You wouldn’t expect the new director of the Koger Center for the Arts to have a chemistry degree from the South Carolina Honors College. But Nate Terracio says his grounding in the sciences led him to his job running the university's cultural arts center.

And it helped to have a bit of theater training mixed in along the way.

Terracio, who took over at the Koger Center this spring after longtime director Michael Taylor retired, first became interested in drama as a middle school student, performing in shows at Columbia’s Heathwood Hall. By high school, he also was helping paint scenery, hang lights and handle other behind-the-scenes work.

In his freshman year at the University of South Carolina, he describes himself as a “dedicated scientist,” not involved at all in the theater program. That changed in his sophomore year, when he was cast in the fall show, Moliere’s “The Learned Ladies.”

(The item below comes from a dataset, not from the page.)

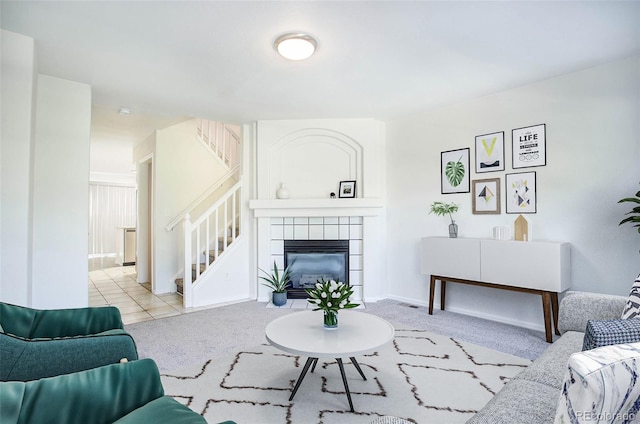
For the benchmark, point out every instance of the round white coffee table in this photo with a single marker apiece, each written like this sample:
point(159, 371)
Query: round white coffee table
point(303, 333)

The production started his path to combine his two interests, with his theater colleagues all thinking he was a theater major — until they saw him doing his chemistry homework backstage.

“I liked chemistry a lot. I was one of those people who thought it was easy. When you find something interesting and you do well, it’s easy to like it. That’s chemistry for me. Even when it got hard, I liked it,” Terracio says. “And I can draw a direct line from that moment to here. A science and math background teaches you a specific way of thinking.”

His math and science training pulled him to the nonperforming side of theater. Running the light board or rigging equipment on stage required his math and physics skills. “Suddenly you see real-life applications for all the things you learned in your science career. By default, you become the go-to person” for production issues, he says. “And working in the tech side of things is how you get into the management side of things.”

Terracio’s path to arts management started after he left Carolina in 1997 with a bachelor of science in chemistry and a minor in theater, taking a gap year and traveling to more than 30 countries. He said the experience taught him how to survive on his own and how to thrive under pressure, solving day-to-day problems that were daunting and sometimes dangerous. Then he came back to work for the Aquila Theater Company, spending more than three years doing technical and management work, setting up productions in more than 200 theaters around the country.

“Touring is something that I would encourage anyone to do. It’s an amazing thing. You learn how to persevere through it. And you meet people and see things. You come in for one day, load the show, and then you’re out. So you have an idea about what’s unique about a building and what’s the same.”

He eventually stopped touring and worked some odd jobs in New York City before going to work as a production manager for Jazz at Lincoln Center, where he spent four years before heading back to Columbia in August 2016 to become the Koger Center’s assistant director.

“This job brought me back here. My mother should get the credit. Somebody pointed out to her they were looking for an assistant director at the Koger Center, which she quickly pointed out to me. We had a lot of family discussion about what it meant personally and as a career,” he says. “It seemed like too good an opportunity to pass up.”

Terracio has a history at the Koger Center. As a Carolina student, he performed with Susan Anderson’s USC dance company on the stage. His work on tours also included setting up shows at the Koger. Now, as the Koger Center prepares for its 30th anniversary in January 2019, Terracio is full of ideas for how he wants the center to continue to evolve.

“If I had to summarize my goal with the Koger Center into one thought it would be, ‘I would like people to feel the same way about it now in 2019 that they felt in 1989.’ People would say, ‘Did you see that thing at the Koger Center? And you were expected to have seen it. A reason for that buzz was the newness of it. Nothing can be shiny and new forever, the shine will come off literally and metaphorically. But I’d like us to be a destination people think of, an important part of the community’s life and an important part of the university’s educational outreach.”